Date/time and registration information:
In person, Facebook LiveTaped, fee
Saturday, September 23, 2023 | 10:00am - 4:00pm (PDT)
https://www.eventbrite.com/e/war-crimes-from-wwii-until-today-tickets-636013321967

The conference aims to present the war crimes the invading Japanese perpetrated upon soldiers and civilians in the Philippines. A compelling discussion on war crimes in the Philippines and its effects on subsequent generations as well as similarities in today's world.

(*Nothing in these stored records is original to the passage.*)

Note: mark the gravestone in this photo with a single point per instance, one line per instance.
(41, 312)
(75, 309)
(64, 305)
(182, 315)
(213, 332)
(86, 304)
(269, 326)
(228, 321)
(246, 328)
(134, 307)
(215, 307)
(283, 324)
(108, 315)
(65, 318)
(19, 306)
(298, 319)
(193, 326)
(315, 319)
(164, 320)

D. Thursday December 7 to Saturday December 9
16th International Conference on World War II
Finding Hope In A World Destroyed: WWII Liberations & Legacies

Speakers: [there are no affiliations listed on the website and your editor simply did not have the energy to track everyone down]: Jason Dawsey  ; Francine Hirsch  ; Robert Hutchinson  ; Günter Bischof  ; John Curatola, Military Historian at the Jenny Craig Institute for the Study of War and Democracy; Rana Mitter, University of Oxford; Yuma Totani, University of Hawaii; Yoshikuni Igarashi, Vanderbilt University; William Hitchcock  ;Blanche Wiesen Cook  ;Jeremi Suri  ;Lizabeth Cohen   ; Krewasky Salter, Pritzker Military Museum & Library; Marcus Cox  : Kara Dixon Vuic  ; David Davis  ;Jeremy Black   ; Robert Citino, National WWII Museum; Richard B. Frank, Pacific War historian, author, Tower of Skulls;  Craig Symonds, Distinguished Visiting Ernest J. King Professor of Maritime History for the academic years 2017–2020 at the U.S. Naval War College in Newport, Rhode Island; Trent Hone, a Vice President with ICF and an award-winning naval historian, author of Learning War: The Evolution of Fighting Doctrine in the U.S. Navy, 1898–1945; Allan R. Millett   ;Keith Lowe   ;Ronald Spector, professor emeritus, George Washington University; John McManus  : Conrad Crane  ; Steph Hinnershitz  ; Catherine Musemeche  ;Dave Gutierrez  ; Jim McNaughton  ; Gordon H. “Nick” Mueller, PhD,   ;William Hitchcock  ;Jeremi Suri  ;Major General Peter Gravett  ;Cameron McCoy  ;Robert Edsel  ;Alexandra Richie  ;Wendy Lower  ; Paul Hilliard  ; Kirk Saduski   ;Donald L. Miller  ; John Orloff

Panel of particular interest (December 7):
Aftermath in Asia
Chair: John Curatola, Military Historian at the Jenny Craig Institute for the Study of War and Democracy
“The War That Never Really Ended: WWII’s Long Legacy”: Rana Mitter, University of Oxford
“Justice in Asia and the Pacific Region, 1945-1952: Allied War Crimes Prosecutions”: Yuma Totani, University of Hawaii
“Japan’s Decade After Defeat: Occupation and Democratization”: Yoshikuni Igarashi, Vanderbilt University

Date/time and registration information:
In person only in New Orleans, LA, fee
https://www.nationalww2museum.org/programs/16th-international-conference-world-war-ii

The International Conference on World War II is the premier adult educational event bringing together the best and brightest scholars, authors, historians, and witnesses to history from around the globe to discuss key battles, personalities, strategies, issues, and controversies of the war that changed the world. The agenda, speakers, and times are not yet set.